The sale of rights to Nestlé is intended to increase market opportunities, now that the products can be sold to more platforms, Nespresso and Dolce Gusto, and in more countries, 189 against just under 30 prior to the sale. Starbucks applied the proceeds to increasing their share buyback by 5 billion dollars. An increase to an already large return of capital to shareholders. During the financial years 2018-2020, Starbucks intends to return 25 billion dollars to shareholders via dividends and share repurchases, corresponding to a third of Starbucks’ market value. With the 5 billion dollars from the sale of rights to Nestlé, Starbucks took advantage of the company’s share being undervalued and accelerated their buy back. As a result, the equivalent of one percent of the market value was returned per month, on average, during the last fiscal year. In connection with this distribution of capital, management has increased the company’s debt as part of a new debt structure.

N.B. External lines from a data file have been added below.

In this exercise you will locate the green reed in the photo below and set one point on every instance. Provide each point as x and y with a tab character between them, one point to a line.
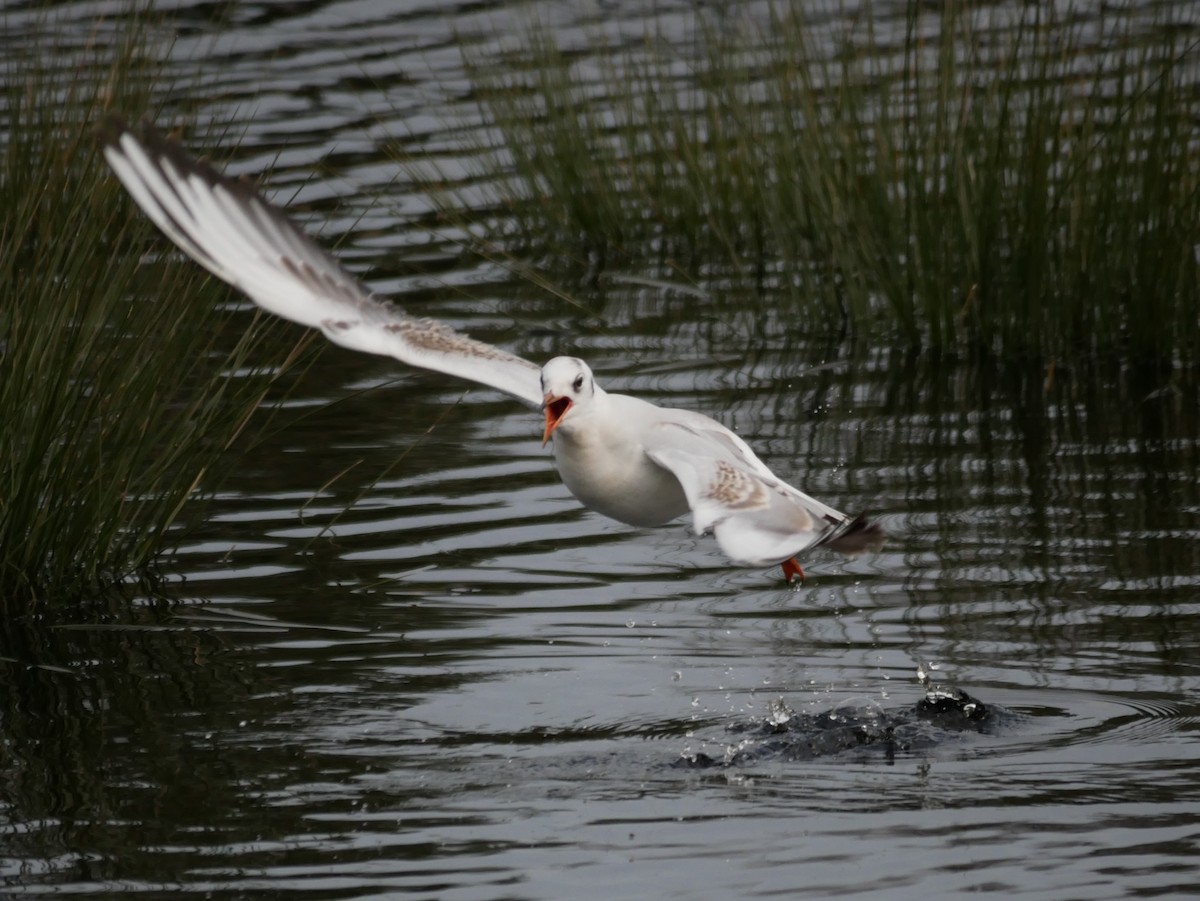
123	380
1021	186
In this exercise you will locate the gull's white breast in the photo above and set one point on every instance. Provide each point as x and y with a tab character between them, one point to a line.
601	460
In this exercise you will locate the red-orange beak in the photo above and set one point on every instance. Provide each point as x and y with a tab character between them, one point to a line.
556	408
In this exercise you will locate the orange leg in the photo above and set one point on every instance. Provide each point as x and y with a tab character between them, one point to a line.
792	571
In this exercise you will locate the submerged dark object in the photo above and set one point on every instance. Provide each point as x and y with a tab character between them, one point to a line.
940	716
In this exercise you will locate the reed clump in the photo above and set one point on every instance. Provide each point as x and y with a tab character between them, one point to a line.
123	382
1024	185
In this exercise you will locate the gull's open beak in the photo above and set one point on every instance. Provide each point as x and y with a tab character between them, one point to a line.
556	408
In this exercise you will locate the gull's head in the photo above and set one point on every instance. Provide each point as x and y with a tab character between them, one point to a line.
567	383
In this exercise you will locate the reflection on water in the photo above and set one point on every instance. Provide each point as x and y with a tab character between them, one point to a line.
466	686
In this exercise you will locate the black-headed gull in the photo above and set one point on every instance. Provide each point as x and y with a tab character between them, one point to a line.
627	458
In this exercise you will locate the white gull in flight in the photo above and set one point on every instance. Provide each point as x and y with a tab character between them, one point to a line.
627	458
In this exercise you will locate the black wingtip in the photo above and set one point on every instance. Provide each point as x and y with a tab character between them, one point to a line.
856	535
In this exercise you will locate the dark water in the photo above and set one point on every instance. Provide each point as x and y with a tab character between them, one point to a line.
465	686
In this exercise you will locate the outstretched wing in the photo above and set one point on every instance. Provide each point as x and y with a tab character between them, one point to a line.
238	235
757	518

The company now expects a debt level of just over 2.5 times operating income before depreciation and amortisations. We do not, however, see this as a problem for a company which generates cash to the extent that Starbucks does, with annual free cash flows equalling just under four percent of market value.
The well-known activist investor Bill Ackman has accumulated a position in Starbucks, as he believes the company to be strongly undervalued. Although we do not share Ackman’s investment philosophy and have complete confidence in Starbucks’ management being aware of the company’s opportunities, we do share his view that Starbucks is a deeply undervalued company.